A freshly-released think-tank report shows billions of dollars in planned spending on resource projects in Canada has rapidly evaporated, and a further drop should be expected unless there are substantial amendments to the federal government’s planned regulatory overhaul in controversial legislation presently being considered by parliament.
The C.D. Howe Institute indicated that the investment value of major energy, mining and forestry projects plunged C$100 billion between 2017 and 2018 – equivalent to erasing 4.5% from Canada’s GDP. The report is aptly titled: “A Crisis of Our Own Making.”

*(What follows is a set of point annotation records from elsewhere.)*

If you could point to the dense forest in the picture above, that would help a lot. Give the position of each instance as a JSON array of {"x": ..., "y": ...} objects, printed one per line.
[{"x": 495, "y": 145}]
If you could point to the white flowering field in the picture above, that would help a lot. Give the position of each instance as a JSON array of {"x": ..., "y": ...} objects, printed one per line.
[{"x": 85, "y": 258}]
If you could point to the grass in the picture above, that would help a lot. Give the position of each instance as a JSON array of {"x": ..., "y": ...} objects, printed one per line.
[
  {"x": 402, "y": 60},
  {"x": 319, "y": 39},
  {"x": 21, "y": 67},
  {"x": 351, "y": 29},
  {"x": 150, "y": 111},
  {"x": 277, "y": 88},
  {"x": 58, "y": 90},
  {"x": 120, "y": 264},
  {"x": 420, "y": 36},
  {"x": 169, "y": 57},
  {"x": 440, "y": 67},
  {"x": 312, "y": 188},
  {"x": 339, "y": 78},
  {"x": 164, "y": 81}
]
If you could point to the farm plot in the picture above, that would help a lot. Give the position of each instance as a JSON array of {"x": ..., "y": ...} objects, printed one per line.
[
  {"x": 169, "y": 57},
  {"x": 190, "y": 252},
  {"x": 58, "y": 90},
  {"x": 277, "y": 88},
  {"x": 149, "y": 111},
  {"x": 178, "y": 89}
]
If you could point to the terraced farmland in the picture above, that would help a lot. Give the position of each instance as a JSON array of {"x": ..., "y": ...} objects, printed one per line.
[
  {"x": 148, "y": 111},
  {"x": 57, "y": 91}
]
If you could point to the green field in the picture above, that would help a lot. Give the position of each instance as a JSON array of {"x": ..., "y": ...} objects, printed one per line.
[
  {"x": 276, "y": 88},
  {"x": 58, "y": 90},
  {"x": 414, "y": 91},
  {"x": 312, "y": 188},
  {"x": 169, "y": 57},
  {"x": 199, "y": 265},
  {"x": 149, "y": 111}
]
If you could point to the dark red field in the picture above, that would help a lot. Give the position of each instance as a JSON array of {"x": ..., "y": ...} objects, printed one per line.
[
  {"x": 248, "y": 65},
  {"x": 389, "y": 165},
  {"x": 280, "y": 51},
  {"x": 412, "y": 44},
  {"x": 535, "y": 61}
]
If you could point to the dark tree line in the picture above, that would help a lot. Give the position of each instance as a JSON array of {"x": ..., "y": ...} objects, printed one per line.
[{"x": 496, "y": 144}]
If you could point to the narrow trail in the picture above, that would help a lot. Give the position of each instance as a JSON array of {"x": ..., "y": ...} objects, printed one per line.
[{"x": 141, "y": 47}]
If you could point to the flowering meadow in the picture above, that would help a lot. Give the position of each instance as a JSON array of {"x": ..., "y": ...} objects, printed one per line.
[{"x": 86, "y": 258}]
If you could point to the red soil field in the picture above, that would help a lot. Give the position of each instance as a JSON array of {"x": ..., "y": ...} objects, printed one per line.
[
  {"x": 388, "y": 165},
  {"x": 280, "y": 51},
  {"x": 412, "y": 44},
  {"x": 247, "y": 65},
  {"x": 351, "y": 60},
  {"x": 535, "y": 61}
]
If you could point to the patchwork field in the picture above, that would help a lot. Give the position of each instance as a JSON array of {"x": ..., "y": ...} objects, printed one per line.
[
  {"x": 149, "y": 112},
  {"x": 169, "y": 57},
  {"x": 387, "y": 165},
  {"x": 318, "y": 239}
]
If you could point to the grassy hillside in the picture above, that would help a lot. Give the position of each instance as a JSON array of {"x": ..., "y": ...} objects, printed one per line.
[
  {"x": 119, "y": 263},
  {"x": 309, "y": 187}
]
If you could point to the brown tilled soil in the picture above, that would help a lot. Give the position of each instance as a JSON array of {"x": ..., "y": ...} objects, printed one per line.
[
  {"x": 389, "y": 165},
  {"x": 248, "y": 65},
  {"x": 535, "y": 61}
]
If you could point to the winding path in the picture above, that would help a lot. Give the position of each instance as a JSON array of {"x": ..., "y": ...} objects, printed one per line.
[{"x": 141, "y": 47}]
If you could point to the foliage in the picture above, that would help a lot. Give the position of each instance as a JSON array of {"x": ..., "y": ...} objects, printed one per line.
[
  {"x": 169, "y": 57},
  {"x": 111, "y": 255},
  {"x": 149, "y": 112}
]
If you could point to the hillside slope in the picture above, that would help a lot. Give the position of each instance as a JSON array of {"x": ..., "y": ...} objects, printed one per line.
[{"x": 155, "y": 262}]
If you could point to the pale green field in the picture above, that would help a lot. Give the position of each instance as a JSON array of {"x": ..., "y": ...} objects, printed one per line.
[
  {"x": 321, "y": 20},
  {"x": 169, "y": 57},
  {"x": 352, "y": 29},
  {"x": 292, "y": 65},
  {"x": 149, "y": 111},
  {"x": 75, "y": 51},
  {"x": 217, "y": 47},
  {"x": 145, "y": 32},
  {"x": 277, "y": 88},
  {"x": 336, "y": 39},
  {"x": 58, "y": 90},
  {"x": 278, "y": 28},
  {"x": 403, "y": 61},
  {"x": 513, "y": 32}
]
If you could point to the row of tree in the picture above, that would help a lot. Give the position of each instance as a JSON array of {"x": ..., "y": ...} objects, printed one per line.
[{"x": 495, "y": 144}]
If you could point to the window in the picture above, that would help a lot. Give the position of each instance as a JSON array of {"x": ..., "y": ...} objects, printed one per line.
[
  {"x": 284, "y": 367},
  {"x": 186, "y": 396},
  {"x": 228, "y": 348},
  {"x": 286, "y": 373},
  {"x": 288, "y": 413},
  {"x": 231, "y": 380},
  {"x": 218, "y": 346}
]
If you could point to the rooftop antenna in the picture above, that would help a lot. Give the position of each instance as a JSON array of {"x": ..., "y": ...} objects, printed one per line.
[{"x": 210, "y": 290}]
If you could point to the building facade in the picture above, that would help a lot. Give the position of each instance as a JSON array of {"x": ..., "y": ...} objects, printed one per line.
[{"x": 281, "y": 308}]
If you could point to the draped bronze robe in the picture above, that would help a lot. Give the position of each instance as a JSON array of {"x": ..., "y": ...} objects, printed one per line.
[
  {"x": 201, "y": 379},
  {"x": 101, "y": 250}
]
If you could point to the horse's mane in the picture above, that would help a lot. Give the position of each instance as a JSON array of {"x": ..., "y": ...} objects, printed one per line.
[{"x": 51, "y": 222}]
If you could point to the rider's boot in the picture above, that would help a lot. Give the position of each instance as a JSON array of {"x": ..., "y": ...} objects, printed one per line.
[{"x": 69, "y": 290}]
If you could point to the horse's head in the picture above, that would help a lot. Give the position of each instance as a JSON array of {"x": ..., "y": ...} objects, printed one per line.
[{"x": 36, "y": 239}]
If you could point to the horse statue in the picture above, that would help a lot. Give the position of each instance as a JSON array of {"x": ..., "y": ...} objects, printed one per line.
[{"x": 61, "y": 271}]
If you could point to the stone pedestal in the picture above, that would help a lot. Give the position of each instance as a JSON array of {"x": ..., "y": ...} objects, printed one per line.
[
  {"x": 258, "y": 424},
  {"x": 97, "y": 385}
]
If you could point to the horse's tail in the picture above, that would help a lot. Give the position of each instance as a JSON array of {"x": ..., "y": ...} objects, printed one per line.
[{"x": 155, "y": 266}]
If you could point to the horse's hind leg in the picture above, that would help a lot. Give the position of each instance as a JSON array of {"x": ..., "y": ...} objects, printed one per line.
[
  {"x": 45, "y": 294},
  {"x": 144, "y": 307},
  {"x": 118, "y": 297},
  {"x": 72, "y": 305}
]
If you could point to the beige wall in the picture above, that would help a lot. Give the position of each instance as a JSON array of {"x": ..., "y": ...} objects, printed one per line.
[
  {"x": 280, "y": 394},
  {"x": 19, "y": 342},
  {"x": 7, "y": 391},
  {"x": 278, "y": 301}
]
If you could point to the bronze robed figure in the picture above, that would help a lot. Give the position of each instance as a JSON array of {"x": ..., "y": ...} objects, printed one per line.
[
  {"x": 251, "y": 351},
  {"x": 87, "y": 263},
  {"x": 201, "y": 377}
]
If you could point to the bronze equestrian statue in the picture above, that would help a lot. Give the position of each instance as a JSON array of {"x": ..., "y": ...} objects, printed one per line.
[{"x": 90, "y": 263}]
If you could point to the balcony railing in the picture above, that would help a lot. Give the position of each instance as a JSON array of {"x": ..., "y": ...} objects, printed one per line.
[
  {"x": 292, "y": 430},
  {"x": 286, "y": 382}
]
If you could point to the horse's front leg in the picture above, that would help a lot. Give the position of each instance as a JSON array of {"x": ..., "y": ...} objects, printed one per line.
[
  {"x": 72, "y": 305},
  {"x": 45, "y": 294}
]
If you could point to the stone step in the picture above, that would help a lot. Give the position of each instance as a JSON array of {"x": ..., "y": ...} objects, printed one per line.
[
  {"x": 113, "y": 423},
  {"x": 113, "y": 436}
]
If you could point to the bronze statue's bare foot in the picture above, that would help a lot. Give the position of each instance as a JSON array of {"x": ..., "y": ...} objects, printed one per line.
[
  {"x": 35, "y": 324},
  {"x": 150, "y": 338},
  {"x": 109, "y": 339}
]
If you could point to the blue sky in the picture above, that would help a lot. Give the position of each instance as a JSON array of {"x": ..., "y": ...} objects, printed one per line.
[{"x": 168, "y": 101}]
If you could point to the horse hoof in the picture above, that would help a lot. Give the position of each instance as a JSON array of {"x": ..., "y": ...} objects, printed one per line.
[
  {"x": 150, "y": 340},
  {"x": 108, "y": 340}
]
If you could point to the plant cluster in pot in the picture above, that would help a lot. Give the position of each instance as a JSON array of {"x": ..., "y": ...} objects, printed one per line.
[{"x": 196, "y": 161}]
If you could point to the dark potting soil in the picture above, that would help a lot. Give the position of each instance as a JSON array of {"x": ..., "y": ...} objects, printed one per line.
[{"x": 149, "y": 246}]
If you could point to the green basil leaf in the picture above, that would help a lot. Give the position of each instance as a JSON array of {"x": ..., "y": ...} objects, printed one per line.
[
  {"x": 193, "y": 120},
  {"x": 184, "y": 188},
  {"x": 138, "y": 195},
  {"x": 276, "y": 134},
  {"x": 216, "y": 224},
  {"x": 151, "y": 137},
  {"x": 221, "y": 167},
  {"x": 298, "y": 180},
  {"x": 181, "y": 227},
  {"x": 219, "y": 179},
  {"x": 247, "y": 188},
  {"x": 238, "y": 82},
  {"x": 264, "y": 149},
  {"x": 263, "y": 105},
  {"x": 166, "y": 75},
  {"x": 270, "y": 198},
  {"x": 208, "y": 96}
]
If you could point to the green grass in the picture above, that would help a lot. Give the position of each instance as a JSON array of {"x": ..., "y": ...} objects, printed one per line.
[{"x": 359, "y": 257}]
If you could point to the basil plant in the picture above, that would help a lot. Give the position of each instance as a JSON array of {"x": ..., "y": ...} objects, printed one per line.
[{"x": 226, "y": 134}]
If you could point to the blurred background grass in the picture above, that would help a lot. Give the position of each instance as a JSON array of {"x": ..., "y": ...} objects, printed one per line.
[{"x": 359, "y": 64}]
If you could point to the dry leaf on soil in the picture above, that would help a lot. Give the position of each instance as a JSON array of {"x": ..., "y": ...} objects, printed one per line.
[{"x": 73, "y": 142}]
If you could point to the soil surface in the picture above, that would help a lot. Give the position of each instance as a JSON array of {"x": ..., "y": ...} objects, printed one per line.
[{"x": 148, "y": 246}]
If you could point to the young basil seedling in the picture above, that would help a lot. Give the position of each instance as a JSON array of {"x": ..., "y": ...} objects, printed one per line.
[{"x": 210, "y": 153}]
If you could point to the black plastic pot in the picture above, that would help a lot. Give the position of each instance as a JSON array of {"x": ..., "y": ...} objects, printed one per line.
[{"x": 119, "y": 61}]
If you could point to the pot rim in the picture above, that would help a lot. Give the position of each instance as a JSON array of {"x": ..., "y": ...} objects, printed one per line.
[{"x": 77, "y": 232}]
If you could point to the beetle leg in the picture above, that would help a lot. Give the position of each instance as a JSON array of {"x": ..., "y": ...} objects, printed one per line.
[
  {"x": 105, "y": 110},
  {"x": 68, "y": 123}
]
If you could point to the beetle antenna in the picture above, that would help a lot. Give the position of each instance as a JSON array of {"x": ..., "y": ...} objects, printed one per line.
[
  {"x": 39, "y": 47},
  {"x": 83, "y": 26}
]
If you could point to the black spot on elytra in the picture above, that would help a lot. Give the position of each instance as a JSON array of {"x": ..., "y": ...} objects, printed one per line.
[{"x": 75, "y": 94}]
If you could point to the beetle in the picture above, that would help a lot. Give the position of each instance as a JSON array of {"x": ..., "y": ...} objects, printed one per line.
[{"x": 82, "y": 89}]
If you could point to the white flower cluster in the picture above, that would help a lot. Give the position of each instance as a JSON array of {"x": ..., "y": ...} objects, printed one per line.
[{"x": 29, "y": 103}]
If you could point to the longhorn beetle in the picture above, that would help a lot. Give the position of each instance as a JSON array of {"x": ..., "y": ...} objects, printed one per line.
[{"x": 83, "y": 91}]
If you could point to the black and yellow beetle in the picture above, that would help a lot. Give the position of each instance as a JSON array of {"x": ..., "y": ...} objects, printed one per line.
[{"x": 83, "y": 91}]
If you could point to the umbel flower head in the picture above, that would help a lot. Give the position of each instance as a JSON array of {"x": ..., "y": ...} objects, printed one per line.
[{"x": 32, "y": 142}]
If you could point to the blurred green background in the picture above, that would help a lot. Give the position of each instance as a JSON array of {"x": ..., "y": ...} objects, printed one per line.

Among the projects that have been cancelled are TransCanada Corp.’s Energy East Pipeline CNOOC Ltd.’s Aurora LNG and Petronas Bhd’s C$36 billion Pacific Northwest LNG project. For the first time, Canada has dropped out of the ten top energy destinations in the world.
The declines in planned investment in the Canadian resource sector have continued even as investments in competing jurisdictions have rebounded following a long decline in commodity prices.
U.S. and global investment in oil and gas has rebounded while in Canada it has continued to plunge,” said the report, adding: “Global planned investment in mining has dropped but it has dropped even further in Canada.”
Extensive regulatory delays are cited as a significant issue. The study showed that it can take up to 15 years to get a mine approved in Canada, compared with six years in Australia. And it can take up to 11 years for pipeline approvals in Canada versus two years in Australia and five years in the United States.
Even more important, the study stresses, is the fact that the proposed legislation does not fix the biggest obstacle facing major resource projects: the federal government’s approach to consultations with impacted Aboriginal peoples.